Here are 4 tips for completing your creative projects. Give them a try!

1. Hold the intention to complete your creative projects.

Many creatives who suppose that they want to complete their creative projects are actually harboring more reasons for leaving their work unfinished than reasons for completing their work. You, too, may have many reasons for wanting to leave your creative projects unfinished. One counter to all those reasons is a strong intention to finish the work you start. With each new project say, “I intend to finish this!” Naturally some projects will deserve to be abandoned and some will prove too difficult to complete. Those hard realities, however, are not reasons to hold anything less than an abiding desire to complete what you start.

2. Recognize that completing your creative projects is a challenge in its own right.

Even if you want to complete your creative projects, even if you are manifesting no self-sabotaging energy or negative thoughts, completing them may remain a real challenge. Making something good isn’t easy and making something great is that much harder. If creating an excellent thing were easy, we would see many more masterworks. But completing even quite ordinary creative work is hard in its own right: getting to the end of your novel, your mural or your symphony isn’t easy, whether it is great or ordinary or even less than good. Accept this reality and counter it with effort and energy.

3. Get clear on why you aren’t completing your creative projects.

If you’re in the habit of not completing your creative projects, figure out why. There may be one persistent reason; there may be several persistent reasons; or each project may be its own situation. Maybe self-doubt always enters the equation. Maybe it’s a fear or loathing of the marketplace.

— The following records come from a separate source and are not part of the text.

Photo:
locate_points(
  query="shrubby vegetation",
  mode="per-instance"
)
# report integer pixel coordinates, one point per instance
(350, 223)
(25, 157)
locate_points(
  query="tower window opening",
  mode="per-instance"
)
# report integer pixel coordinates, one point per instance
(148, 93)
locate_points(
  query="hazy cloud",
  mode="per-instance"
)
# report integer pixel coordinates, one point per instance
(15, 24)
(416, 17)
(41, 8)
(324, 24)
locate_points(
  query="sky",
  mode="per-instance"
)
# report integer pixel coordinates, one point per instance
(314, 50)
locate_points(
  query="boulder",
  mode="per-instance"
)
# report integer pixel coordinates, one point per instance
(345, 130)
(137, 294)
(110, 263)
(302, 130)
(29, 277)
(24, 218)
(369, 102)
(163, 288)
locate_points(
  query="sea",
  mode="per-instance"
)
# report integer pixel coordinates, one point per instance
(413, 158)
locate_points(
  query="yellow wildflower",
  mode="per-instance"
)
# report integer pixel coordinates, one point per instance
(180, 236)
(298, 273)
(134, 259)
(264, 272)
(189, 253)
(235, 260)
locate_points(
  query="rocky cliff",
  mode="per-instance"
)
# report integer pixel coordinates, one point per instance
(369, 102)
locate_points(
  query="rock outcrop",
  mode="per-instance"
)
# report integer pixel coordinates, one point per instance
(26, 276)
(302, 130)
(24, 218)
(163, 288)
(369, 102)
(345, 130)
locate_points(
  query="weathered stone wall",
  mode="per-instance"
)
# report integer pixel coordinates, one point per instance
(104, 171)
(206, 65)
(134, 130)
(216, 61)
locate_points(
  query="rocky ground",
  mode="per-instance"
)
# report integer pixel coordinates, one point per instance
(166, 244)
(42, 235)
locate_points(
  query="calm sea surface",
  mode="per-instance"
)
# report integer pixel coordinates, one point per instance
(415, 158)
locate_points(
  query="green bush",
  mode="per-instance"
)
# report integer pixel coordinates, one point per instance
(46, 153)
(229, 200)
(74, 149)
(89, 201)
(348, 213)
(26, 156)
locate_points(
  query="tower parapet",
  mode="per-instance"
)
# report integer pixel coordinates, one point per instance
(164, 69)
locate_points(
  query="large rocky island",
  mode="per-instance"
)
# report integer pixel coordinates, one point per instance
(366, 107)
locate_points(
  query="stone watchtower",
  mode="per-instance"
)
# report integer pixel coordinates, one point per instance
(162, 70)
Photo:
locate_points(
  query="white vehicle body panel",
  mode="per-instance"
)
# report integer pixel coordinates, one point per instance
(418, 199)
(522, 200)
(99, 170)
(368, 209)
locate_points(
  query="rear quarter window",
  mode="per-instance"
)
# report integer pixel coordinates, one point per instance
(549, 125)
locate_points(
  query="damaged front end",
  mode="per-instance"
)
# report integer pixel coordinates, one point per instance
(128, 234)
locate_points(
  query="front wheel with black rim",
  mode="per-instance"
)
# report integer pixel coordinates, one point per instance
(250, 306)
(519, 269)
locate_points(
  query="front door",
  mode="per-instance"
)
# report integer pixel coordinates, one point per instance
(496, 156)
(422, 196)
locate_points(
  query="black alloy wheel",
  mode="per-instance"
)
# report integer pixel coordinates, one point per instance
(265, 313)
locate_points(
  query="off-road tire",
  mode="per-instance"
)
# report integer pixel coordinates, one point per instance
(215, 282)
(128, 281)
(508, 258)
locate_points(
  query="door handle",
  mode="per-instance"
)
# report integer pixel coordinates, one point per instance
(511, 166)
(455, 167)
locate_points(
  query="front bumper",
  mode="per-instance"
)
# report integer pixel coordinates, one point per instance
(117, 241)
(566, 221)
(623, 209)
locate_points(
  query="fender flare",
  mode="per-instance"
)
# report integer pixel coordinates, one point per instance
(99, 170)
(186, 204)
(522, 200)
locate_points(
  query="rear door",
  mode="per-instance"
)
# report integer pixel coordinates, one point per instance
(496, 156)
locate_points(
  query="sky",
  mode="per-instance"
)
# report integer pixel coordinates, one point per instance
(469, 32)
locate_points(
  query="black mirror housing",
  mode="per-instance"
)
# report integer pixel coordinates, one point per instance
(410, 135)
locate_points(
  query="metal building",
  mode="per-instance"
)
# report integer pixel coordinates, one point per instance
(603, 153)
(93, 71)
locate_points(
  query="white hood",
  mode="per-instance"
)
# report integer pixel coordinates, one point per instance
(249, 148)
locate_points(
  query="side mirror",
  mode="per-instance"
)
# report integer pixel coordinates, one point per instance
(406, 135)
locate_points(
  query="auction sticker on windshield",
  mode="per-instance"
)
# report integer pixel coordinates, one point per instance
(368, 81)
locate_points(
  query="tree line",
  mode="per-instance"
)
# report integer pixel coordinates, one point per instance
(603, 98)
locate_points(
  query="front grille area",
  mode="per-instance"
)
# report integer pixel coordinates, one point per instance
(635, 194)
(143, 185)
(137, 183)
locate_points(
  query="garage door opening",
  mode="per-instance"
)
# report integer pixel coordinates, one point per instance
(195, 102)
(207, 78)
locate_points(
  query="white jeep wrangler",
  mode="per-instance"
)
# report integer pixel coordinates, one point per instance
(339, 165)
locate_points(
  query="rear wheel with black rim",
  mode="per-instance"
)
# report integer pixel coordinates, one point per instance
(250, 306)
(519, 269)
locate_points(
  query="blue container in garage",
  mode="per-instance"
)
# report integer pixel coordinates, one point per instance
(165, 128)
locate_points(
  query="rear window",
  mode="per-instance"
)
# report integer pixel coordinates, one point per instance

Maybe it’s a lack of organization and a chaotic way of being that, as the work grows, causes you to throw up your hands and surrender to the chaos and disorganization. Maybe it’s last-minute self-censorship and an inchoate desire to hide. Maybe the work is regularly poorly constructed and fails to meet your own standards. The possible reasons are legion. It is your job to figure out what’s going on and what’s keeping you from completing projects.

4. Use your existential intelligence as an aid in completing.

Use your existential intelligence and your native ability to think about meaning and life purpose as an aid in helping you complete your creative projects. When you get clear that finishing your creative work provides you with the psychological experience of meaning and meets your life purpose intentions, you have more reasons for completing than just making beautiful things or making things that sell. By putting completing your creative projects in the category of life purpose choice, you provide yourself with more motivational energy to finish and deeper reasons for finishing.